Una perrita con su cría calcinada huye del fuego en Chandebrito.

Una perrita con su cría calcinada huye del fuego en Chandebrito. EFE / Salvador Sas

Columnas La imagen de la semana

Un perrillo hecho sarmiento

Mariano Gasparet

Entre las miles de fotos tomadas en los incendios forestales en Galicia, Asturias y Castilla-León, la de esta perrita huyendo con su cría carbonizada en las fauces es la que más emociones ha suscitado: los sentimientos son un hecho contable desde que cotizan en las redes por acumulación de corazoncitos y emotis llorones.

¿Pero por qué esta imagen, si hemos visto bosques vueltos del revés, personas llorando sobre haciendas arrasadas, vehículos varados en superficies lunares y caballos indolentes en medio del humo y la ceniza? ¿Por qué este chucho de mil razas huyendo a ninguna parte con un sarmiento cuando hemos conocido que cuatro personas murieron y que agentes cercados por las llamas se despidieron de sus familias y esgrimieron sus armas dispuestos a descerrajarse?

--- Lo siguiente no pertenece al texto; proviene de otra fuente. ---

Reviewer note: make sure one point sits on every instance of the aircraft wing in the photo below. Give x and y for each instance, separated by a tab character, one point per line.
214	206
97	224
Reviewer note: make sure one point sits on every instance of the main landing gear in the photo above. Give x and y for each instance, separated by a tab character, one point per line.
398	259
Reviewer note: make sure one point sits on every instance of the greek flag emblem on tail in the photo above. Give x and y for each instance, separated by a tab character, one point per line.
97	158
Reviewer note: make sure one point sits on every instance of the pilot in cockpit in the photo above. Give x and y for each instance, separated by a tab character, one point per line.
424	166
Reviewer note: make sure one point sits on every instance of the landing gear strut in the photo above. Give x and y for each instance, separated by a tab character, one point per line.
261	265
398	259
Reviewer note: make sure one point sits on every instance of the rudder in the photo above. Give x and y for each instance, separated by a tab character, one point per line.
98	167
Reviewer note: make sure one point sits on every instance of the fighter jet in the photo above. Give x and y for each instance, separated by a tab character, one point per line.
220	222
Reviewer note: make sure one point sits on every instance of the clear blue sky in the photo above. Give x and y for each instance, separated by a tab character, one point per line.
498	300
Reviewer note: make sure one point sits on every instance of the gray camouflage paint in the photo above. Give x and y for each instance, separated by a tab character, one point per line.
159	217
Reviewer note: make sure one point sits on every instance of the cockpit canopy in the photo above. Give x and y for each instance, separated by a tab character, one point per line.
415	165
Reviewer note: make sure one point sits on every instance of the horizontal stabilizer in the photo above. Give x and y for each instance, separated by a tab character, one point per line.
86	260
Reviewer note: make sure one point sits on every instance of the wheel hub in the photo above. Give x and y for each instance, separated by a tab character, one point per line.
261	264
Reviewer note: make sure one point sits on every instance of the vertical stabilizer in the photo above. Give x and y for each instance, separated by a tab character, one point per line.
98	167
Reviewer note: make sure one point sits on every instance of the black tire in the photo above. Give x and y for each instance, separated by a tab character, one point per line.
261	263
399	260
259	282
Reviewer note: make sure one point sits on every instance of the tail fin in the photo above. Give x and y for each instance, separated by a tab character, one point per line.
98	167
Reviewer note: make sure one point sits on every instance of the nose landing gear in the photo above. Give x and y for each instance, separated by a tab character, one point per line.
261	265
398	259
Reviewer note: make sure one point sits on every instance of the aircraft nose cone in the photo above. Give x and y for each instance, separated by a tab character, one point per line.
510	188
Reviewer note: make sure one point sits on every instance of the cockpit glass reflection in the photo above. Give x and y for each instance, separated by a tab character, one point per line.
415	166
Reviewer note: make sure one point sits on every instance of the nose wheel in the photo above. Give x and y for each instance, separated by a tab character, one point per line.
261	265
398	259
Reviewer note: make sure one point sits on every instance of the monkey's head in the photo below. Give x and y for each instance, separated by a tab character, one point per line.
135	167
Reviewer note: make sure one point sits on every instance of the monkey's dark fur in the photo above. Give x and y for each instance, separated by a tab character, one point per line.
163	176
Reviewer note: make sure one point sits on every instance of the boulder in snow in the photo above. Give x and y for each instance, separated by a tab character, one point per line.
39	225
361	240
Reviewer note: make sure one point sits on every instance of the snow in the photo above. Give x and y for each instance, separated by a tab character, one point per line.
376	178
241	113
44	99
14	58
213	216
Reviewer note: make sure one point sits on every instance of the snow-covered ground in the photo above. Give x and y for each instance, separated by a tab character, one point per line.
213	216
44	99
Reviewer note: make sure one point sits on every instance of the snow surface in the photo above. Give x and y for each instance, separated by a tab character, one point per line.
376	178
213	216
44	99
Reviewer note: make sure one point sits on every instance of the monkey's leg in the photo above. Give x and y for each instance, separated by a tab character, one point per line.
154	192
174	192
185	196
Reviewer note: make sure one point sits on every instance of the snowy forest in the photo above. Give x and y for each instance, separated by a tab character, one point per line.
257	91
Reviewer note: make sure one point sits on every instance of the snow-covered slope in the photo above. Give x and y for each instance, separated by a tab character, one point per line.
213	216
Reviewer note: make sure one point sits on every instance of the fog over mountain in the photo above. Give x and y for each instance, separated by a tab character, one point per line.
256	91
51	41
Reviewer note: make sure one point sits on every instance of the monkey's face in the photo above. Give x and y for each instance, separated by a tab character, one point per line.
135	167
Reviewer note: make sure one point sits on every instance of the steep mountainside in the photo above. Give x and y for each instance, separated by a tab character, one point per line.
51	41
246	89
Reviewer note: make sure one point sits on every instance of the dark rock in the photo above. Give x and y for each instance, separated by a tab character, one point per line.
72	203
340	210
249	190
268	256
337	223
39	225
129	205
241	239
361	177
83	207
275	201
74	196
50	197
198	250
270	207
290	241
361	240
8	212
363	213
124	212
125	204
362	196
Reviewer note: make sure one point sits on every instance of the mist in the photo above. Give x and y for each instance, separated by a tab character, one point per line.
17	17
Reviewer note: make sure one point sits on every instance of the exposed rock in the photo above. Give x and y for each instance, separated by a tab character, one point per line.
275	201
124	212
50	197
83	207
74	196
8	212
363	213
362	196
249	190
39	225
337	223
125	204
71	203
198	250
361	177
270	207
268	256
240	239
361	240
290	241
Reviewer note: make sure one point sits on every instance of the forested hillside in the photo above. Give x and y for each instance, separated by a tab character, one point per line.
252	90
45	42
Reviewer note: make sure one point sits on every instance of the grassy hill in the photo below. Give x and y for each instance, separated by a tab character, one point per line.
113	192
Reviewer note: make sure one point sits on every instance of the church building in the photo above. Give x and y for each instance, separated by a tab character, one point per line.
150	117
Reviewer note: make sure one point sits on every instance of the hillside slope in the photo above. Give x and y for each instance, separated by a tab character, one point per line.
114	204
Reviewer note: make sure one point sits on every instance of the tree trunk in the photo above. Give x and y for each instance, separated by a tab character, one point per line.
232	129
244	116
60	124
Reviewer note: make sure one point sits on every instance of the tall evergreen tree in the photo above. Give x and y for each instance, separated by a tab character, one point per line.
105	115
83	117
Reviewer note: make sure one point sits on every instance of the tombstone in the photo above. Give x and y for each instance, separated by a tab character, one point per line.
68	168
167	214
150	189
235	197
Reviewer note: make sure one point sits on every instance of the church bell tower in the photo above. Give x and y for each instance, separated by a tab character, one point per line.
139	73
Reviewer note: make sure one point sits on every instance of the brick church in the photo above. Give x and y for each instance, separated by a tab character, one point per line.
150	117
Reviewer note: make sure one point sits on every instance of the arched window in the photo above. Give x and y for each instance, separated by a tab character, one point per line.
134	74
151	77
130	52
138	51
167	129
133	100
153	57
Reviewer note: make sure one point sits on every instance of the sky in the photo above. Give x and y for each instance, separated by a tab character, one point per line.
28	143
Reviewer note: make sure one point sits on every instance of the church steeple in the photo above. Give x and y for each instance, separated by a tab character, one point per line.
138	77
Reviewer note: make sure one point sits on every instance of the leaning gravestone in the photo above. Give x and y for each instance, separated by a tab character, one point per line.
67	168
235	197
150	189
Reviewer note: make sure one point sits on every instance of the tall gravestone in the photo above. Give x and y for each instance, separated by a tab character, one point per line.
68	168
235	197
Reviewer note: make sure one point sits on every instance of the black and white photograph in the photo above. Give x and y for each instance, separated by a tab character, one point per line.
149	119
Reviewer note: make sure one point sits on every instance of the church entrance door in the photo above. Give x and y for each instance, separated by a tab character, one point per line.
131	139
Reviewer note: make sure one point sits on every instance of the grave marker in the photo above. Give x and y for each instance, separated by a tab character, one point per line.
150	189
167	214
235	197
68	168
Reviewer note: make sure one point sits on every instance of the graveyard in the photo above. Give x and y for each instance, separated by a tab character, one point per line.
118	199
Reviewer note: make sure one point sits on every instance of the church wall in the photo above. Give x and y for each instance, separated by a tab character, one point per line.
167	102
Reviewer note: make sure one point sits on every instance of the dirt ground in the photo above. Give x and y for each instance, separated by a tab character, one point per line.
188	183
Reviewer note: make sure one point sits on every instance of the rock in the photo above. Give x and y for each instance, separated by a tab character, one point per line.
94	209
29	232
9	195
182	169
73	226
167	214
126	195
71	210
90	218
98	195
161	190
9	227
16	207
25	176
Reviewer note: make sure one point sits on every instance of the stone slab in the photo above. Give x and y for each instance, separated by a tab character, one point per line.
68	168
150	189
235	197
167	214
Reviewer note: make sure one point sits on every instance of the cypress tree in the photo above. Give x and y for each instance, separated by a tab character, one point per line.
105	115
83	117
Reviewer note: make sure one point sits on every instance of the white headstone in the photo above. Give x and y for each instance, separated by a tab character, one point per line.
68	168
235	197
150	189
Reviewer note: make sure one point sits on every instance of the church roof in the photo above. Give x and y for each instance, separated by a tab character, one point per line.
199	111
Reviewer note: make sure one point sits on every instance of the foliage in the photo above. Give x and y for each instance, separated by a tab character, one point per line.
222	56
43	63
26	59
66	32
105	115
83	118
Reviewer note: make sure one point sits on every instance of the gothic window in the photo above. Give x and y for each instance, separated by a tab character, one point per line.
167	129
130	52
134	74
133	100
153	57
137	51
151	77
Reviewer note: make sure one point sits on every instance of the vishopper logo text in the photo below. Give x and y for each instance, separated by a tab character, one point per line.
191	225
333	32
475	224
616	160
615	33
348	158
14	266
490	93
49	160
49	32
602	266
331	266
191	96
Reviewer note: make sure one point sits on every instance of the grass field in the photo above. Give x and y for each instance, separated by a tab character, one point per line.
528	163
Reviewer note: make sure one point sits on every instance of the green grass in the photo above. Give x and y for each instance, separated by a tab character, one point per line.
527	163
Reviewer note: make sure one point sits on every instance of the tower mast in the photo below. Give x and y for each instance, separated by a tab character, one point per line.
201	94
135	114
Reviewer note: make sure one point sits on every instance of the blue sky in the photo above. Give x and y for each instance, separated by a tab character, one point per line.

Esta fotografía fue tomada en Chandebrito de Nigrán, Pontevedra. Vemos un camino asfaltado con cemento y grava gruesa, flanqueado por muros de piedra tocados de verdín. Un paisaje anodino surcado por una perra escuchimizada y vieja. Por el autor de la fotografía, Salvador Sas sabemos que regresa del monte quemado y que el tizón que lleva en la boca es el cadáver de su cachorro. Entonces reparamos en los detalles: la cabecita puntiaguda y tostada del perrillo, los cuartos traseros desaparecidos, las fauces apretadas de la madre, sus ojillos fijos, las orejas en punta, el costillar, las caderas esqueléticas, el trote automatizado... “No lo soltaba ni loca”.

¿Cómo es posible que esta fotografía acumule toda la devastación abarcable en 35.000 hectáreas calcinadas cuando el único rastro del fuego son los restos de un perro chamuscado?

La imagen es aterradora y sume en una pena insondable porque retrata el miedo atávico del hombre a perder a su prole y porque ese temor biológico nos hermana con el resto de mamíferos sobre la tierra. También porque estamos ante una tragedia provocada y, por tanto, ante la naturaleza cainita y despiadada del ser humano, culpable por los siglos de suicidarse con ahínco cada vez que alza una quijada o alienta el sufrimiento de un animal sin que medie el hambre.

La fotografía de esa perra que sufre sin saber qué hacer desconsuela sin remedio porque es la de toda la humanidad huyendo de sí misma y de saberse un ser para la muerte.